Niagara Gazette

Opinion

November 13, 2012

CONFER: Obama and Romney — two peas in a pod

The two main parties are unlike, yet so very similar. Both of them are advocates of Big Government, just with different methods and angles. While Republicans savored the Iraq conflict, Democrats savor the war in Afghanistan. While Republicans offer corporatism to Big Oil, the Democrats extend the same to wind and solar. While Democrats favor social welfare, Republicans admire corporate welfare. One could go on and on about the two-faced similarities.

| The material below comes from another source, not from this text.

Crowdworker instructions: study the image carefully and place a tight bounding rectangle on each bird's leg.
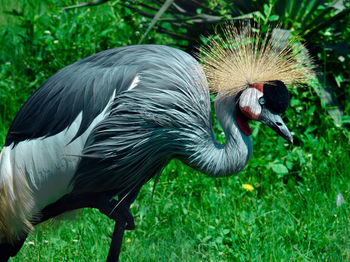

That said, those still reeling from Barack Obama’s Election Day defeat of Mitt Romney should be consoled by this: The candidates were so alike that having Obama in power really won’t be much different than having Romney at the helm had he won. Consider the following:

 
Both men are spendthrifts. It’s not news that Obama’s budget plan is over the top: Even with the improbability of tax revenues rising by a third over his second term, he would still rack up annual deficits to the tune of $650 billion. That’s par for the course for someone who, working in conjunction with Congress, had racked up a $1.1 trillion deficit this past year.

 
Romney was supposed to be the antidote to that. Turns out, his plan was anything but fiscal conservatism. While he may have cut taxes and programs (like Obamacare and Amtrak), he would have taken the savings and dumped them elsewhere, such as defense which by itself would have been $203 billion higher by 2016. Accumulating the impact of the cash-in and cash-out, Romney would have created an increase of $262 billion in annual spending.

 
Republicans would be shocked to find out that Obama’s plan is significantly better at deficit control – but that’s not saying much because he still has in the hole by hundreds of billions of dollars.
Both men love foreign intervention and war. When Obama won in 2008 it was on the strength of change and being the anti-Bush. He was supposed to stop the wars and get us out of the Middle East. He didn’t. 

 
Obama wants you to believe he got us out of Iraq, although a significant US presence remains. Under his watch, the troop counts dropped there, but increased in Afghanistan from 34,000 at the start of his presidency to a peak of 101,000 last year to current levels of 68,000. The “Anti-Bush” also felt it necessary to put our forces and resources into the Libyan conflict without Congressional approval.
So, how would have Romney fared? He would have been a copycat of Obama who was basically a copycat of Bush. You could glean as much from the third presidential debate during which Romney repeatedly agreed with most of Obama’s foreign endeavors. As mentioned earlier, Romney would have increased defense spending. But to what end? Like all Neocons, he criticized Obama’s handling of the alleged Iranian threat and would have likely done a switcheroo akin to Obama’s Iraq-Afghanistan transfer and instead focused on Iran, keeping us in perpetual war. Obama will be just as hawkish as his Administration continues to emphasize Afghanistan, dabbles in Iran and Syria, and thinks nothing of sending unmanned drones around the world to unleash acts of war upon nations not Constitutionally-identified as threats.

 
Both men hate the Constitution. As made evident by their support for wars that were never approved by Congress, neither man seems to care for our founding document and the standards it set for us.
Both openly support the National Defense Authorization Act and all its evils (acts that candidate Obama ran against in 2008). Under the NDAA, Habeas Corpus is suspended under the pretense of war (which in the age of terror carries wide meaning). Anyone who carries out an “attack” (once again, a nebulous word in itself), including American citizens, could be detained indefinitely without trial, a right that we have, clearly called out in the Constitution.

 
Both men prove to care not for the Fourth Amendment. Obama continued Bush’s wiretapping efforts, even creating a wiretap for the Internet as a whole. Romney was adamant in his support for stronger Homeland Security and went so far as to call for spying on religious institutions and tracking foreign students at colleges across America.

 
These policies and world views represent just the tip of the iceberg when it comes to the lack of real differences between Obama and Romney. Had Romney won last Tuesday, it would have been only a repeat of the Obama presidency. That’s a sad commentary on the state of government – and the broken two-party system – in America.